Hacker News new | ask | show | jobs
by agolio 1272 days ago
> Python’s documentation sucks

I can't agree with this. I have always had a very good experience with python documentation. One can use the built-in "help" function which works seamlessly with the docstring feature of the language. The complaint in the blog post seems to refer to the UI of the website missing a table of contents for functions. Yeah sure they could add that but I don't see it as a big point.

> Python’s package management sucks

Hmm, it has some weaknesses but I wouldn't really say it sucks. Going deeper ->

> Every project seems to use a different tool and it’s a massive headache. Off the top of my head there’s ...

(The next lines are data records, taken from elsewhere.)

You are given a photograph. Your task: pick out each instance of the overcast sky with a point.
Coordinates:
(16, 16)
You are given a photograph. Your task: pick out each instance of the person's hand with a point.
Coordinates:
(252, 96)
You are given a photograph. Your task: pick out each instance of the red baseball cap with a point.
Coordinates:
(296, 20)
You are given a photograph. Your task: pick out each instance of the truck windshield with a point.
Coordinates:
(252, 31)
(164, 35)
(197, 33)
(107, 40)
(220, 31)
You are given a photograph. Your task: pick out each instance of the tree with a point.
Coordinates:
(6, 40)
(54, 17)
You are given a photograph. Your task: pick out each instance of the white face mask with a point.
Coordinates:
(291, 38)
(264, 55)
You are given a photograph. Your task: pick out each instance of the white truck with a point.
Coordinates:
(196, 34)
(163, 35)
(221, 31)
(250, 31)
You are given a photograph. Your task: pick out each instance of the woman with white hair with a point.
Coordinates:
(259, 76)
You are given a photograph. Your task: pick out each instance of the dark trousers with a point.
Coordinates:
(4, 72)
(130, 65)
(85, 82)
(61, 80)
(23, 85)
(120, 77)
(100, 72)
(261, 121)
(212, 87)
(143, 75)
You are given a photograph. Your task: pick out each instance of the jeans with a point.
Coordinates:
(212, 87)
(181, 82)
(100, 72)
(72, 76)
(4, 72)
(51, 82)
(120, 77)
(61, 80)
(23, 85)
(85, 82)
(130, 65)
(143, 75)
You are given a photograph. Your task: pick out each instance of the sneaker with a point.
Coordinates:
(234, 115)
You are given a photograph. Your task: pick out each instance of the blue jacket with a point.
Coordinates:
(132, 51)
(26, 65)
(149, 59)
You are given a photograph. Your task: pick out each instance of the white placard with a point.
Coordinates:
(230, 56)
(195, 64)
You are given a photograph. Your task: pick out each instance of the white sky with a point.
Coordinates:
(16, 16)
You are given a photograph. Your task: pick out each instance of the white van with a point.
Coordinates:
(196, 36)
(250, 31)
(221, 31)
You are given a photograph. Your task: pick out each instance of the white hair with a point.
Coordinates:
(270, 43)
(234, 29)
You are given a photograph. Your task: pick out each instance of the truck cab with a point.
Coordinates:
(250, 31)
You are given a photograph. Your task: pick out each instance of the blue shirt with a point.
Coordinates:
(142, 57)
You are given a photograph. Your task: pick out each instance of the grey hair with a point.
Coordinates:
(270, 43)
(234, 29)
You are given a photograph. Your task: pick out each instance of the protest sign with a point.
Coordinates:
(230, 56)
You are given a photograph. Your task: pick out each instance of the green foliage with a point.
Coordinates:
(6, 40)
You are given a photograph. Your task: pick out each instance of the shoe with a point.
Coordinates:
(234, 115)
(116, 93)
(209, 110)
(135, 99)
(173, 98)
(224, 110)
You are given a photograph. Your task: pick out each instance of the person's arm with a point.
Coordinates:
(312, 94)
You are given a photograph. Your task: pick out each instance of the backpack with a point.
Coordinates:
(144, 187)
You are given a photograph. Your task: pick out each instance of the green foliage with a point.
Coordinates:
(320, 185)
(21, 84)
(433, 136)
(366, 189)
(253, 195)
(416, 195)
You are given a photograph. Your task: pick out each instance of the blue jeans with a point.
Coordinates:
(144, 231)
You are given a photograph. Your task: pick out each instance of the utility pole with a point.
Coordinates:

Don't all of these use pip under the hood? I personally use the lower-level pip and virtualenv tools, but some others enjoy the convenience of poetry. That's a bit of personal preference. It's a bit more akin to an IDE choice than a feature of the language. None of conda, poetry, etc. are core Python features.

> Python’s standard library sucks

I have to disagree again, I think it is pretty well designed and minimal on purpose. The community additions of numpy, etc. are by design not part of the core language to reduce bloat.

> Python is slow

OK sure, it is slower than compiled languages like C++, that is a concession we make when opting for the ease of readability, writability, usability, etc.

> Python is huge, the python:3.9-slim Docker image is 118MB

Hmmm. 118MB isn't really that big anymore. The docker image would presumably be cached and reused in a deployment pipeline.

> Python syntax sucks.

This one I can't even understand the reasoning for. The python syntax is what people love about it. I personally dislike the walrus operator, f-strings, and some of the other newer features (did they add the switch statement yet?) but those are my only gripes. And they are more pet-peeves / personal preferences than complaints.

9 comments

I have to agree. I have a lot of gripes with Python, but the documentation and the standard library are generally great.

The author favors Javascript while deriding Python for its syntax, type-hints, and standard library, and favors Go while deriding a Python Docker image's size and documentation. I feel like the author must use Python in a very different way than I do for Javascript and Go to be the winners in these categories.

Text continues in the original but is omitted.